Recognition…about soundproof cow

If you want to achieve the same effect with less claustrophobia, you can line a room with sound absorbing wall panels and ceiling tiles that are easy to install temporarily or permanently. The cost ranges from $ 20 to $ 75 per square foot, depending on the design and absorption level. Some are sculptural and have magnetic interlocking pieces that look like colorful lozenges, puzzle pieces, or even natural moss. You can also have the panels printed with artwork or photos that you have chosen yourself. But even hanging cork boards or pinning Berber carpets to the wall can soften the sound in a room, as can bringing in some large and green potted plants.

If you share a home office with someone, you can dampen the sound and increase privacy by adding felt-wrapped partitions, sound screens, or acoustic curtains, available from vendors like Turf Design, Herman Miller, and Soundproof Cow. If the door to your office is hollow, consider replacing it with a solid door. Or you can cover a hollow door with soundproofing material like bulk-laden vinyl, which will only get you back about $ 2 per square foot. Just be sure to seal the edges with acoustic gaskets and bevels. Otherwise, the clay will only seep through the cracks.

To prevent noise from entering the home, consider installing soundproof windows, which are usually several layers of treated glass with gaps in between. While they are expensive ($ 400 to $ 1,000 per window, depending on size and thickness), they essentially expose sound waves so much resistance that the sound collapses from exhaustion before it enters the room. And bonus: soundproof windows are energy efficient and are therefore often tax deductible.

A few years ago, as Jonathan Fields, a The writer and entrepreneur, who wanted to create a quiet space for his Goodlife Project podcast to record, installed four layers of acoustic glass on the window of a small room in his Manhattan apartment. Although the window faces Broadway and is over a subway station, Mr. Fields says the room is sometimes referred to as the "womb" because "it's so peaceful, nourishing, and nurturing." The room is currently also serving as an office as Mr. Fields, his wife and college-aged daughter all work from home in the pandemic. "It's become a place for zoom or business calls because it's quiet and private," he said.

Recognition…via Studiobricks Office Solutions

Another option is serenity. Companies such as VocalBooth, Studiobricks and WhisperRoom specialize in so-called acoustic booths. These are essentially pre-built, aquarium-like rooms that you can place in a room where you can work quietly. Originally intended as recording and practice rooms for musicians, acoustic booths were developed to also serve as meeting rooms in noisy industrial plants and as quiet rooms for technology companies to test various voice-activated or other sound-sensitive devices.

"The big change we're seeing at Covid is the people who call and say, 'I got stuck at home with my kids and I need a quiet place to work," said Freddie Gateley, vice president of sales at VocalBooth, Inc. Bend, Ore, "I can see how we could save some marriages."

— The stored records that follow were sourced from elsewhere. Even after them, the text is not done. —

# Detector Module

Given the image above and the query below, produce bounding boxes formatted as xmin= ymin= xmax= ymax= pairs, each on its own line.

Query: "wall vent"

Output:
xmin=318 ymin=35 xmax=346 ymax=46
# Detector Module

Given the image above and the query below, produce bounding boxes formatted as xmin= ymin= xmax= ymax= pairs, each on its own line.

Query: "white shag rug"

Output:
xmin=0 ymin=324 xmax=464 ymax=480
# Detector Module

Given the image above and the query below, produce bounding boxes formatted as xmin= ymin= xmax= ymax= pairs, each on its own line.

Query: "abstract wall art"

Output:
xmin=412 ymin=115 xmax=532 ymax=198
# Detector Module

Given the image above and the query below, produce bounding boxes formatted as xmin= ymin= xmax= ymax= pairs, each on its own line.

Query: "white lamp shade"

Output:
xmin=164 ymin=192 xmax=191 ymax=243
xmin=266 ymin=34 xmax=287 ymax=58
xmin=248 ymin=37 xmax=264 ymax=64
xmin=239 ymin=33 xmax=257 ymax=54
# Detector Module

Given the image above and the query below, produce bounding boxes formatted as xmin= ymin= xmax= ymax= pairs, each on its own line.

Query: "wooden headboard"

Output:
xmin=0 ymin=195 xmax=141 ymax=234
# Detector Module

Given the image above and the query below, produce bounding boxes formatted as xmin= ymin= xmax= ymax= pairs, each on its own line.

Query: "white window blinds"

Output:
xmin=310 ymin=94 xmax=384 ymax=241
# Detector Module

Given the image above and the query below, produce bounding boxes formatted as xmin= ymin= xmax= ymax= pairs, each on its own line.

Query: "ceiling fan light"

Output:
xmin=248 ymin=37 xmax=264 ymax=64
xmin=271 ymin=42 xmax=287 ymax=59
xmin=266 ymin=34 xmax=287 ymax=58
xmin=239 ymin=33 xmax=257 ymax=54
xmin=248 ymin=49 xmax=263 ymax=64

Depending on the size and complexity, the cost of an acoustic booth ranges from $ 2,000 to $ 10,000 plus shipping. They arrive in pieces and can be put together over a weekend using tools available from your local Home Depot. The stands do not require building permits and can be disassembled and transported when you move – or eventually return to your real office. Who would have thought you would miss it so much?

Kate Murphy is the author of "You Don't Listen: What You Miss and Why It Matters."